Allí estaba. Lo había admitido públicamente.
—Y ahora os pido que votéis sobre mis actos. He hecho lo que he hecho por el bien de la ciudad y de todos nosotros, sin pensar en mi posición ni en mis ambiciones; os lo juro por el velo de Antimone. Ahora os pido que legalicéis retrospectivamente la llamada a los soldados, para que podamos continuar organizando una defensa efectiva de la ciudad contra el que quiere privarnos para siempre de nuestras libertades.
»Según la constitución de Tynon, en tiempos de guerra es posible convocar asambleas extraordinarias para votar leyes por aclamación popular. Hermanos, ahora necesito oír vuestras voces. Perdonadme por haber infringido nuestros códigos, y que quede constancia de que lo he hecho sólo en interés de la ciudad, en vuestro interés.

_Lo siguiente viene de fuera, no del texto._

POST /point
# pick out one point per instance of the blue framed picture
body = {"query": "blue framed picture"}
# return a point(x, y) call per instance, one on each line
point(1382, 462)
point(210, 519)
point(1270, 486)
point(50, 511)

»Hermanos, ¿legalizaréis ahora formalmente mis acciones de esta noche, la llamada al ejército y la convocatoria de esta asamblea? Oigamos lo que decís. Los que estéis a favor, decid sí.
La cúpula rugió.
Karnos luchó por hacerse oír.
—Los que estéis en contra…
Pudo ver moverse las bocas de los hombres bien vestidos sentados al pie del círculo, pero el ruido que pudieran hacer fue ahogado por la atronadora oleada de síes que todavía sacudía el Empirion. Levantó los brazos.
—¡Declaro aprobada la moción!
La multitud siguió rugiendo. Desde los círculos más altos del anfiteatro empezaron a arrojar trozos de comida que aterrizaron en los bancos inferiores.
Los hombres se levantaron. Oyó su nombre coreado por miles, vio los brazos alzados hacia él. Levantó su propio brazo en señal de saludo.
«Os tengo», pensó. «Os tengo».
Uno de los otros miembros de la Kerusia cruzó el escenario para situarse a su lado. Era Katullos, el corpulento y canoso patriarca de la familia Alcmoi, que también había sido portavoz en otro tiempo. Se inclinó hacia él para hacerse oír y dijo a Karnos:
—Lo has hecho muy bien.
—Gracias.
—De momento estás a salvo, amigo mío, con la multitud gritando tu nombre. Veamos cuánto dura. —Apoyó una enorme mano en el hombro de Karnos en lo que pareció un gesto amistoso. Pero Karnos pudo sentir la furia en el apretón del anciano—. Algún día vitorearán la noticia de tu caída, Karnos. Y te juro que estaré allí para verlo.
Karnos le sonrió con perfecta amabilidad.
—Debes contar con que vivirás mucho tiempo, Katullos.